Specific to the suspected cases of myocarditis after COVID-19 vaccination in teens and young adults recently reported and continuing to be monitored by the U.S. Centers for Disease Control and Prevention (CDC), the following statement reflects the views of the American Heart Association/American Stroke Association and its science leaders.
“The American Heart Association/American Stroke Association recommends all health care professionals be aware of rare adverse events that may be related to a COVID-19 vaccine including myocarditis. Health care professionals should strongly consider inquiring about the timing of any recent COVID vaccination among patients presenting with symptoms related to cardiovascular conditions, as needed, in order to confirm the diagnosis and to provide appropriate treatment quickly. As indicated by the CDC, we agree that cardiologists should be consulted if myocarditis or any heart-related condition is suspected by a primary care clinician.

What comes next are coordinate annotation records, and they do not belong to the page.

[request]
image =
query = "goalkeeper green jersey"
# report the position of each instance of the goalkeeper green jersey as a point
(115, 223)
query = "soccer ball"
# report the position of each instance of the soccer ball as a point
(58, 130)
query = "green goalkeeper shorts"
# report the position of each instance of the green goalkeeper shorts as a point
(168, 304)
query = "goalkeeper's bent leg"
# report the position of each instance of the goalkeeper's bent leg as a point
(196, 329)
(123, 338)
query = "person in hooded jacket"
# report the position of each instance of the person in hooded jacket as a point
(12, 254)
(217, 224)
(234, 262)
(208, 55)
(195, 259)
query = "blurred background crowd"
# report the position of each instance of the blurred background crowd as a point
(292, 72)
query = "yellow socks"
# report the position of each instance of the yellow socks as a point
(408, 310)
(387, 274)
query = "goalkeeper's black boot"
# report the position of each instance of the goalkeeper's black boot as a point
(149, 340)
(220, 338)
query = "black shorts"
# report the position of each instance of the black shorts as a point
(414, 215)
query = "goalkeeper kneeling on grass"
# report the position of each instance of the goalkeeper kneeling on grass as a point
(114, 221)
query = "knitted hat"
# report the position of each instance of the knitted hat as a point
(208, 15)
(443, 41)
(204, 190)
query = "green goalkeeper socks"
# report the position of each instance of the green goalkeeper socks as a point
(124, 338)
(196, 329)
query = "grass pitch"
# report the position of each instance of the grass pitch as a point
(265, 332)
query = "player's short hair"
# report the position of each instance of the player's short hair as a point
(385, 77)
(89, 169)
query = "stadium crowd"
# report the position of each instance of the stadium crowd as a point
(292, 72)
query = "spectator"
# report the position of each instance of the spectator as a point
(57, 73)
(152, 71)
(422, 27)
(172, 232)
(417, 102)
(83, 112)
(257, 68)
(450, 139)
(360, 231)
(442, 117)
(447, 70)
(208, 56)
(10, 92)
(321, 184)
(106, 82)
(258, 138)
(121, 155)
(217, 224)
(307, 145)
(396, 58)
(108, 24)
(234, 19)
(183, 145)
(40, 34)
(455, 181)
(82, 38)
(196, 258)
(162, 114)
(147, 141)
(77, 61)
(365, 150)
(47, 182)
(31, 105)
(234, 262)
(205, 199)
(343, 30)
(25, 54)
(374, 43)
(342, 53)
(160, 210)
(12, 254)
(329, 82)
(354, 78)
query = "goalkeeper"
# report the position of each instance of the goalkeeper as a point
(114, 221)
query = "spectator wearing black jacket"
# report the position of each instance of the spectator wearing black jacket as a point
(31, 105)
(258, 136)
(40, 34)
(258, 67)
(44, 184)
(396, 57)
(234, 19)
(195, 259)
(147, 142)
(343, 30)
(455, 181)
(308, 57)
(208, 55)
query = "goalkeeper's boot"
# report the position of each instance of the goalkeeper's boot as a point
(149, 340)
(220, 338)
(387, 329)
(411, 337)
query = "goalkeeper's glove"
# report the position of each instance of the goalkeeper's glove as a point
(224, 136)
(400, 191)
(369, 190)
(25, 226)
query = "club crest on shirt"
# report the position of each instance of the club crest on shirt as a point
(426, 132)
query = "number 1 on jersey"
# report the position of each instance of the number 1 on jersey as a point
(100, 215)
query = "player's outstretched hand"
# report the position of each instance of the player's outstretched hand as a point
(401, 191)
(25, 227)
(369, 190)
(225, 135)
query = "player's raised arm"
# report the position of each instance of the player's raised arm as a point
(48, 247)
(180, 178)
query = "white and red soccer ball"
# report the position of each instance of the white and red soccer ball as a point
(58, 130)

“This new scientific statement provides a thorough examination of the latest research on the diagnosis, treatment and follow-up for myocarditis in children prior to the COVID-19 era and confirms that myocarditis is a serious yet uncommon condition in children. The effects of COVID-19 infection include its potentially fatal consequences and the potential long-term health effects that are still revealing themselves, such as conditions affecting the heart including myocarditis, the brain, the vascular system and other organs.